As reported to EFE early this Wednesday by sources from the Customs Surveillance Service, the sailboat was intercepted at sea and transferred to the port of Santander for custody after an “exceptional” operation on the coast of the Cantabrian Sea..

In a statement, the Civil Guard adds that this ship, a “sloop” type and named Night Falls, has been located in this international operation in which the Atlantic Analysis and Operations Center, the Counter-Terrorism Intelligence Center and Organized Crime and the UK National Crime Agency (NCA).

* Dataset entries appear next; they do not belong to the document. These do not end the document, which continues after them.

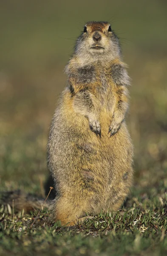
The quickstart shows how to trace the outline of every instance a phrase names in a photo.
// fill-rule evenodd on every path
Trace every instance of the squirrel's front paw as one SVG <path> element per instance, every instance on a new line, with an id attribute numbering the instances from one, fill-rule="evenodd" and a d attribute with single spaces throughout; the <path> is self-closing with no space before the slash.
<path id="1" fill-rule="evenodd" d="M 110 133 L 110 138 L 113 136 L 119 130 L 121 127 L 121 122 L 117 123 L 115 122 L 112 122 L 108 130 L 108 134 Z"/>
<path id="2" fill-rule="evenodd" d="M 99 135 L 101 137 L 101 128 L 100 123 L 98 121 L 93 121 L 89 122 L 89 127 L 91 131 L 94 131 L 96 134 Z"/>

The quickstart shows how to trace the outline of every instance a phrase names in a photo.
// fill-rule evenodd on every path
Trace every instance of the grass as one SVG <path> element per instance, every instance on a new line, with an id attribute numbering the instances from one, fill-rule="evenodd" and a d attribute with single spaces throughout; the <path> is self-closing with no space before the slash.
<path id="1" fill-rule="evenodd" d="M 87 2 L 1 4 L 0 196 L 18 189 L 44 196 L 48 127 L 66 83 L 62 70 L 74 41 L 68 39 L 82 26 L 76 20 L 84 24 L 111 16 L 107 0 L 95 12 Z M 112 24 L 131 41 L 121 39 L 133 84 L 127 116 L 135 149 L 130 194 L 117 212 L 71 227 L 53 223 L 46 209 L 35 219 L 37 211 L 27 214 L 0 206 L 0 255 L 167 254 L 166 6 L 128 2 L 112 3 L 118 20 Z"/>

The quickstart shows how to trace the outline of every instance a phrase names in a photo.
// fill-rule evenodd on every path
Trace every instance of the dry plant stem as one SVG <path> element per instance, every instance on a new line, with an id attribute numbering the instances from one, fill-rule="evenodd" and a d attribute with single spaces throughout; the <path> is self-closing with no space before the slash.
<path id="1" fill-rule="evenodd" d="M 14 199 L 13 199 L 13 222 L 14 222 Z"/>
<path id="2" fill-rule="evenodd" d="M 44 202 L 43 203 L 43 204 L 42 204 L 42 206 L 41 206 L 41 208 L 40 208 L 40 210 L 39 210 L 39 212 L 38 212 L 38 214 L 37 215 L 37 217 L 36 217 L 36 218 L 34 218 L 34 221 L 33 222 L 33 223 L 32 223 L 32 224 L 31 224 L 31 226 L 33 225 L 33 224 L 34 224 L 34 222 L 35 222 L 35 221 L 36 221 L 36 219 L 37 219 L 37 218 L 38 218 L 38 216 L 40 215 L 40 212 L 41 212 L 41 209 L 42 209 L 42 208 L 43 205 L 46 202 L 46 200 L 47 200 L 47 199 L 48 199 L 48 196 L 49 196 L 49 194 L 51 193 L 51 190 L 52 189 L 53 189 L 53 187 L 50 187 L 50 191 L 49 191 L 49 192 L 48 192 L 48 195 L 47 195 L 47 198 L 46 198 L 45 199 L 45 201 L 44 201 Z"/>

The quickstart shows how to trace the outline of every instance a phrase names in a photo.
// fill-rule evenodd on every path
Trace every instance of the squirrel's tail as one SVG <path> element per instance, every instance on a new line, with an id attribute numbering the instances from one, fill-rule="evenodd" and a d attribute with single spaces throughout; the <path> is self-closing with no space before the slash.
<path id="1" fill-rule="evenodd" d="M 44 198 L 38 198 L 36 195 L 29 193 L 25 194 L 20 190 L 0 192 L 0 206 L 2 206 L 3 208 L 3 206 L 9 213 L 11 213 L 13 206 L 15 212 L 24 209 L 25 212 L 28 212 L 40 209 L 44 201 Z M 43 207 L 48 208 L 51 202 L 51 201 L 47 200 L 45 202 Z"/>

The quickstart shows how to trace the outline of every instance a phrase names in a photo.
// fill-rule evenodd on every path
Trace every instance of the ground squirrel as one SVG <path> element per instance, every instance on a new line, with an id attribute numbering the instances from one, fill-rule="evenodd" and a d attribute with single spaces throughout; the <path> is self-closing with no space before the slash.
<path id="1" fill-rule="evenodd" d="M 51 122 L 48 165 L 55 221 L 117 210 L 132 183 L 133 147 L 125 122 L 129 78 L 119 39 L 106 22 L 89 22 L 65 69 L 67 86 Z"/>
<path id="2" fill-rule="evenodd" d="M 89 22 L 65 68 L 67 86 L 47 146 L 56 190 L 53 219 L 62 225 L 117 210 L 129 192 L 133 146 L 125 119 L 130 82 L 122 59 L 111 26 Z"/>

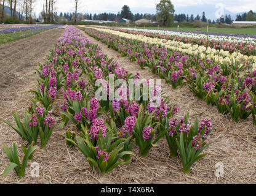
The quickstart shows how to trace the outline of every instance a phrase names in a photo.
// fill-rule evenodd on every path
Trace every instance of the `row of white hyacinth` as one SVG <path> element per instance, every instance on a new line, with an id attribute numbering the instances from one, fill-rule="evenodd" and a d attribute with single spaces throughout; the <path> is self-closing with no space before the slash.
<path id="1" fill-rule="evenodd" d="M 169 48 L 173 51 L 178 51 L 183 54 L 185 53 L 188 55 L 199 55 L 202 59 L 210 59 L 217 63 L 222 64 L 227 64 L 231 65 L 233 63 L 246 63 L 246 64 L 248 64 L 249 62 L 252 64 L 256 62 L 256 56 L 253 55 L 248 56 L 238 52 L 230 53 L 228 51 L 224 51 L 223 50 L 215 50 L 210 47 L 206 48 L 204 46 L 199 46 L 198 45 L 184 43 L 182 42 L 176 42 L 170 40 L 167 40 L 156 37 L 153 38 L 141 35 L 129 34 L 110 29 L 100 28 L 98 27 L 90 28 L 120 37 L 135 39 L 150 44 L 161 44 L 162 47 Z M 251 64 L 251 63 L 250 63 L 250 64 Z"/>
<path id="2" fill-rule="evenodd" d="M 217 40 L 218 41 L 231 42 L 250 42 L 252 44 L 256 44 L 256 40 L 251 37 L 236 37 L 233 36 L 217 36 L 214 35 L 206 35 L 195 34 L 193 32 L 186 32 L 180 31 L 172 31 L 167 30 L 158 30 L 158 29 L 132 29 L 132 28 L 120 28 L 123 30 L 136 30 L 142 32 L 158 33 L 166 36 L 176 36 L 186 37 L 192 37 L 195 39 L 207 39 L 209 40 Z"/>

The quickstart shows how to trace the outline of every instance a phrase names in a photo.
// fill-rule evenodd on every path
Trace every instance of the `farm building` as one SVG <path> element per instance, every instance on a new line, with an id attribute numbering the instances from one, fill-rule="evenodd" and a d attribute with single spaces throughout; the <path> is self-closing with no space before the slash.
<path id="1" fill-rule="evenodd" d="M 121 18 L 118 22 L 121 23 L 129 23 L 130 20 L 126 18 Z"/>
<path id="2" fill-rule="evenodd" d="M 255 21 L 234 21 L 232 24 L 247 26 L 247 25 L 256 25 Z"/>
<path id="3" fill-rule="evenodd" d="M 151 20 L 145 18 L 142 18 L 135 21 L 136 24 L 141 24 L 141 23 L 150 23 L 151 22 Z"/>

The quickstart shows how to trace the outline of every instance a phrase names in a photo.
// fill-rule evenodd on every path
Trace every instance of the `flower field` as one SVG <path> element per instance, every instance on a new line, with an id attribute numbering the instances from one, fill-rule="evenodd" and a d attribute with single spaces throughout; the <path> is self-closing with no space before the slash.
<path id="1" fill-rule="evenodd" d="M 183 50 L 169 41 L 119 31 L 91 28 L 86 32 L 142 67 L 148 67 L 173 88 L 188 85 L 199 99 L 215 105 L 220 113 L 230 115 L 236 123 L 252 115 L 256 124 L 255 56 L 226 52 L 223 59 L 224 53 L 209 47 L 203 47 L 204 53 L 193 47 Z"/>
<path id="2" fill-rule="evenodd" d="M 228 134 L 230 139 L 237 137 L 225 123 L 235 127 L 236 134 L 239 124 L 255 130 L 256 57 L 255 48 L 250 51 L 249 47 L 255 46 L 250 42 L 253 37 L 239 41 L 218 39 L 217 35 L 209 39 L 187 32 L 78 27 L 66 28 L 45 62 L 38 64 L 36 85 L 23 113 L 14 111 L 3 119 L 4 129 L 19 138 L 11 145 L 0 140 L 2 175 L 8 181 L 30 179 L 27 166 L 32 162 L 43 165 L 44 179 L 54 176 L 64 183 L 84 182 L 84 178 L 88 183 L 171 183 L 167 179 L 172 176 L 181 176 L 174 182 L 245 182 L 244 173 L 252 175 L 253 171 L 240 168 L 233 173 L 234 167 L 226 165 L 231 177 L 222 181 L 214 165 L 220 159 L 231 162 L 237 157 L 232 153 L 246 148 L 239 138 L 233 146 L 242 143 L 238 151 L 230 153 L 231 145 L 225 148 L 230 143 L 222 140 L 228 140 Z M 214 42 L 222 47 L 227 43 L 229 48 L 215 47 Z M 129 59 L 132 66 L 119 58 Z M 165 83 L 154 85 L 153 78 Z M 188 95 L 185 88 L 190 91 Z M 174 92 L 186 102 L 173 99 Z M 186 106 L 192 102 L 198 105 Z M 212 114 L 206 115 L 210 110 Z M 254 135 L 250 132 L 244 140 L 251 141 Z M 255 146 L 249 147 L 254 151 Z M 222 148 L 228 159 L 220 158 Z M 252 158 L 244 153 L 244 159 Z"/>

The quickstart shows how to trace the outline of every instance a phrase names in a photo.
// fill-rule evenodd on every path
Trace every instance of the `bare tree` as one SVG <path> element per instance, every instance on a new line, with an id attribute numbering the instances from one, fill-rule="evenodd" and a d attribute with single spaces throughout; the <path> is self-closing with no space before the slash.
<path id="1" fill-rule="evenodd" d="M 79 6 L 81 4 L 81 1 L 79 0 L 74 0 L 74 24 L 76 24 L 76 21 L 78 20 L 78 9 Z"/>
<path id="2" fill-rule="evenodd" d="M 48 20 L 48 2 L 47 0 L 46 0 L 46 20 L 44 21 L 44 23 L 47 22 L 47 20 Z"/>

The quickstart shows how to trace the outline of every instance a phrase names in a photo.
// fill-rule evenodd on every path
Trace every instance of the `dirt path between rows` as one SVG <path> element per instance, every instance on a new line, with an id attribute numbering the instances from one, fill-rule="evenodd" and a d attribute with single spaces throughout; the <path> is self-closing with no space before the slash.
<path id="1" fill-rule="evenodd" d="M 0 45 L 0 176 L 7 159 L 2 145 L 18 146 L 24 143 L 18 135 L 3 123 L 8 120 L 14 123 L 12 111 L 24 116 L 24 111 L 31 104 L 28 91 L 35 88 L 34 78 L 38 62 L 43 63 L 46 56 L 64 32 L 64 29 L 54 29 L 30 37 Z M 21 153 L 20 148 L 19 148 Z M 20 154 L 21 155 L 21 154 Z M 21 156 L 20 156 L 21 157 Z M 20 179 L 12 173 L 13 179 L 7 183 L 17 183 Z M 0 183 L 2 176 L 0 178 Z M 7 177 L 9 178 L 9 177 Z"/>
<path id="2" fill-rule="evenodd" d="M 103 53 L 113 58 L 129 72 L 138 72 L 142 78 L 159 78 L 150 70 L 141 69 L 127 57 L 120 57 L 118 52 L 86 36 L 102 48 Z M 181 108 L 178 117 L 189 112 L 193 121 L 196 117 L 200 120 L 211 118 L 217 130 L 212 132 L 209 139 L 212 145 L 204 151 L 207 156 L 194 165 L 189 175 L 182 173 L 180 160 L 168 157 L 168 146 L 162 139 L 158 143 L 159 147 L 151 151 L 148 157 L 140 159 L 143 161 L 140 166 L 135 164 L 129 168 L 131 173 L 138 173 L 137 181 L 150 183 L 255 183 L 256 127 L 252 125 L 252 119 L 235 123 L 230 116 L 218 113 L 215 107 L 198 99 L 188 88 L 174 89 L 162 80 L 162 85 L 171 102 Z M 215 177 L 217 163 L 223 164 L 223 178 Z"/>

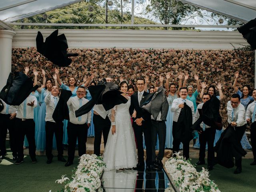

The crew members, a Spaniard, two Venezuelans and a Colombian, did not resist when they were approached this morning and admitted that they were carrying drugs, after it was verified that there were “a significant number of bales” throughout the boat..

The sailboat, 13 meters long, was not on a certain course, according to the Civil Guard, which points out that the drug may come from the illicit drug trade in South America and the ship “had just crossed the Atlantic to arrive at Spanish coasts”. .

The fact that it did not have a fixed course was “very striking, not only because of the weather conditions in the area, but also because it coincides with the usual practice in this type of operation, in which vessels transporting cocaine from South America or the Caribbean carry out a transshipment to another vessel in order to reach its final destination to make it more difficult for authorities to detect it,” adds the Armed Institute.

For this reason, the Civil Guard believes that the Night Falls sailboat would be at those coordinates waiting to transship the drug, although its position was communicated by the United Kingdom after searching for this ship for two days.

The vessel, which was without lights or location systems, was transferred after its inspection to the Port of Santander after this operation, coordinated and directed by the Anti-drug Prosecutor of the National Court.

The Civil Guard acknowledges that this operation is “exceptional” on the Cantabrian coast, but it is “one more” of those carried out on the so-called “Atlantic route of cocaine”, which use sailboats from South America to smuggle drugs , in the middle of the Atlantic, to other ships that introduce it to Europe.